Si cette mission africaine, respectée, parvient à expliquer cela au criminel de guerre Vladimir Poutine et à l’encourager à retirer ses troupes de l’Ukraine, alors cette initiative de paix sera couronnée de succès et nous serons reconnaissants envers nos partenaires africains. Si ce n’est pas le cas, les négociations avec les terroristes russes se dérouleront exclusivement sur le champ de bataille. Comme nous le faisons depuis février 2022.
Peut-on espérer des solutions pérennes à l’issue de cette médiation ?

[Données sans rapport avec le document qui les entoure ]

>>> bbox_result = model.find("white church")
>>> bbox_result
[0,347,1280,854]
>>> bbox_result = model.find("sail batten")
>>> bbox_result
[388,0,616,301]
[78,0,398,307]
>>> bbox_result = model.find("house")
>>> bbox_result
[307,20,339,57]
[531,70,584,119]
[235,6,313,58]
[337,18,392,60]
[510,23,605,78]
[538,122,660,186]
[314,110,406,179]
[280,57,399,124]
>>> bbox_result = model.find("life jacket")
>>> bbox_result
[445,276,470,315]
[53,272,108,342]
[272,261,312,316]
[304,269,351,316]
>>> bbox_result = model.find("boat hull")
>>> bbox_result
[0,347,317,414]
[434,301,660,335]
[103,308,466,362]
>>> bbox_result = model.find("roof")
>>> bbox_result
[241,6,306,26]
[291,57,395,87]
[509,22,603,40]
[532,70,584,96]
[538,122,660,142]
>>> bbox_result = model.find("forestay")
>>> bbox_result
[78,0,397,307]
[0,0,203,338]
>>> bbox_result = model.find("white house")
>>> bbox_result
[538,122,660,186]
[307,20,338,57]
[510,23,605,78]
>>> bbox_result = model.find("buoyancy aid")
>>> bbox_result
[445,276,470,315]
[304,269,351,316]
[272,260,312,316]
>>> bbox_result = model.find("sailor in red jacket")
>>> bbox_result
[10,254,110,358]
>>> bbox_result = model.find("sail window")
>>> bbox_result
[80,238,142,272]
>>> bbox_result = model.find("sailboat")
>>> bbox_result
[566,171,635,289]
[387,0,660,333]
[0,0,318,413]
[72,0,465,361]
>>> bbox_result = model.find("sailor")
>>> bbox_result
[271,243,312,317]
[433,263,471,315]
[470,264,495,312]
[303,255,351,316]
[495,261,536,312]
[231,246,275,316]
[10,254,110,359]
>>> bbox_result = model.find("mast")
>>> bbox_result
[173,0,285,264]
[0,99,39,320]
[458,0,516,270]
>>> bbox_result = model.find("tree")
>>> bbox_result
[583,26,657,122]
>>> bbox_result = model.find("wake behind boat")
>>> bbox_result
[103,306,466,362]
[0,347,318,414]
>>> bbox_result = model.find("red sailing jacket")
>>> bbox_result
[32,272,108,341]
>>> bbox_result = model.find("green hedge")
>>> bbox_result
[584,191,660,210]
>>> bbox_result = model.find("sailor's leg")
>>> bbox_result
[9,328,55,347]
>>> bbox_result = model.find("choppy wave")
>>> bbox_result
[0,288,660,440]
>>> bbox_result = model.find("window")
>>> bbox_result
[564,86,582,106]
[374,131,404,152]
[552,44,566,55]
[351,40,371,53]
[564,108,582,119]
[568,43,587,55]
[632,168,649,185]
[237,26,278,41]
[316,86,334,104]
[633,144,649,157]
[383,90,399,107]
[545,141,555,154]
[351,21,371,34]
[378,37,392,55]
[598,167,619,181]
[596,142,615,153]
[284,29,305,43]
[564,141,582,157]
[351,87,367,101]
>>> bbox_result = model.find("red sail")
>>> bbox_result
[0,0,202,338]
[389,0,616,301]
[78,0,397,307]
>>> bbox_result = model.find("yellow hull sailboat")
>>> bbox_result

Bien sûr ! Nous devons toujours rester optimistes, mais aussi réalistes. Personnellement, je ne fais pas confiance aux Russes. Je ne crois pas non plus à leurs promesses. Nous avons déjà eu une expérience négative avec eux.
Cependant, au regard de la crise alimentaire qui sévit aujourd’hui sur le continent noir, cette mission africaine devrait et peut forcer Poutine à débloquer les ports maritimes ukrainiens afin que nous puissions exporter nos céréales, nos engrais minéraux vers l’Afrique. C’est évidemment dans notre intérêt commun.
Le deuxième aspect important est l’implication possible des médiateurs africains dans le processus de libération des prisonniers de guerre et l’arrêt de l’enlèvement des enfants ukrainiens dans les territoires occupés par la Russie et leur déportation en Russie.
La contre-offensive, lancée début juin par l’Ukraine, remet-elle en question l’accord entre Kiev et Moscou signé en juillet 2022 pour l’approvisionnement des pays africains en blé ?
Je ne vois pas de lien direct entre notre contre-offensive et le fonctionnement du corridor céréalier pour l’exportation des céréales ukrainiennes vers l’Afrique. La contre-offensive ukrainienne est notre droit de libérer nos territoires du fléau russe. Le corridor céréalier est un mécanisme multilatéral (Nations Unies, Ukraine, Turquie et Russie) qui doit être mis en œuvre par quatre parties.
Mais, comme nous le voyons, les Russes continuent de manipuler, de spéculer et de faire ouvertement du chantage, y compris auprès des pays africains, avec la prétendue impossibilité d’accepter le fonctionnement du corridor céréalier parce qu’ils veulent négocier pour eux-mêmes. Mais nous trouverons un autre moyen d’exporter nos céréales vers l’Afrique. Quant à notre contre-offensive, aucun scénario ou chantage russe ne l’arrêtera.